奈良、和歌山、三重の3県知事が共通課題を話し合う「紀伊半島知事会議」が4日、奈良県明日香村で開かれた。訪日外国人客(インバウンド)誘致や紀伊半島防災の推進などについて意見を交わした。
世界遺産追加登録で一体感
3県にまたがる世界遺産「紀伊山地の霊場と参詣道」に未登録の区間を追加登録する取り組みでは、和歌山県の宮崎泉知事が「同一資産を共有する3県が一体となって進めることが重要」と述べた。
インバウンド戦略と防災協定
インバウンドの誘客については、三重県の一見勝之知事が「データに基づいて重点市場を設定し、近隣府県と連携することが重要」と指摘。3県の連携継続を確認した。

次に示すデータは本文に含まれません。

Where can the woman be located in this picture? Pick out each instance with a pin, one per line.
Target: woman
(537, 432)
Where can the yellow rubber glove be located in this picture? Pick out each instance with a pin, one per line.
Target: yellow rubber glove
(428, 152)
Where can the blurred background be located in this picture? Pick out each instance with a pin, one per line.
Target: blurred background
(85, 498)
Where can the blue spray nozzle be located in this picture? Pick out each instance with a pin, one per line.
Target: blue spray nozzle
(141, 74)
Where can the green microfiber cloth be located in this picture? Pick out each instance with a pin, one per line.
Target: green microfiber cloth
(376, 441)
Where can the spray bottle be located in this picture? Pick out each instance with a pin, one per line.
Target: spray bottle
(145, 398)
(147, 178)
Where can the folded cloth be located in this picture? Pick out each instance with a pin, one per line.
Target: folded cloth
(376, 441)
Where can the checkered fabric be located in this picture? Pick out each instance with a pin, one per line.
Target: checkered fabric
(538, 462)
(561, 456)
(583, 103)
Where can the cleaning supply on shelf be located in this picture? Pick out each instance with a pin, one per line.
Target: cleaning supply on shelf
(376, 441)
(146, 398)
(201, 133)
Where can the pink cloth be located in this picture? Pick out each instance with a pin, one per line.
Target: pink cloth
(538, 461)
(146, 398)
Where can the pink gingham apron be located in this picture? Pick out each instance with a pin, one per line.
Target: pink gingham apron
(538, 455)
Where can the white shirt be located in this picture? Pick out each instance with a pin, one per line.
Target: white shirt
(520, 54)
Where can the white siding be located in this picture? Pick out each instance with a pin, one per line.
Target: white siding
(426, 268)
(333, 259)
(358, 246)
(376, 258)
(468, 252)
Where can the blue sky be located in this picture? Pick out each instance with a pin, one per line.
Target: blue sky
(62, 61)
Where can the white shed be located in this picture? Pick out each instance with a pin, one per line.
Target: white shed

また、災害時の相互応援に関する協定を見直し、平時の協力体制の構築や、南海トラフ地震などで3県が同時に被災した場合の復旧、復興期での連携を盛り込んだ。
知事の評価と視察
山下真知事は会議後の記者会見で「3県の課題や現状を共有し、今後どう取り組むか共通の認識ができた」と意義を強調した。
会議に先立ち、知事らは7月に世界遺産登録された「飛鳥・藤原の宮都」の構成資産のうち、飛鳥宮跡やキトラ古墳の壁画体験館・四神の館などを視察した。